Sunday, December 21, 2008

Reading History

“Logic!” said the Professor half to himself. “Why don’t they teach logic at these schools? There are only three possibilities. Either your sister is telling lies, or she is mad, or she is telling the truth. You know she doesn’t tell lies and it is obvious that she is not mad. For the moment then, and unless any further evidence turns up, we must assume that she is telling the truth.”
– Clive Staples (C. S.) Lewis
The Lion, the Witch and the Wardrobe

When we read the accounts that those who lived before us have left behind, there are three basic possibilities for interpretation, as outlined above by the Professor (C. S. Lewis).

Take the pyramids, for instance.

Either the Egyptians were lying--priests "knew" that their gods were an illusion and that the project of spending most of their civilization's GDP on a mountainous cut stone tomb was a manipulative way to control out-of-work farmers (extrapolated from Charles Beard's cynical "economism").

Or the priests--and their followers--were mad because of rye fungus or inbreeding or some other cause and the pyramids are evidence of collective insanity.

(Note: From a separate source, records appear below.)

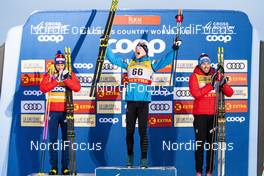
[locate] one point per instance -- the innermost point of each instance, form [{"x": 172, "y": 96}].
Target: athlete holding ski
[
  {"x": 138, "y": 95},
  {"x": 202, "y": 85},
  {"x": 60, "y": 77}
]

Or they were telling the truth--in that time, at that place, a recognition of the demands on human beings in relationship to the spiritual world and the life after death called for an expression that took the form of an intuitively understood, deeply meaningful structure and symbol.

I choose to believe that, because I try to tell the truth, especially about important things and about my perceptions and thoughts about the world, others generally do the same. That collective insanity or duplicity are not the rule for human behavior and human history (yes, we can find collective manias and such). And so I try to read history giving the benefit of the doubt to those recounting their experiences of the world, their perceptions and thoughts about it.

And if their world is alien from mine, as, in history, it inevitably is, that requires me to broaden my perspective and sharpen my interpretive powers to understand more fully what it means to be human.

Curious that the land of Narnia--a glimps into the spiritual world, or one version of it--requires the same interpretive capacities as understanding history. As Owen Barfield says, one of the correctives to the illnesses of modern consciousness--limited, materialistic, bound by notions of cause and effect, subject and object--is the study of history.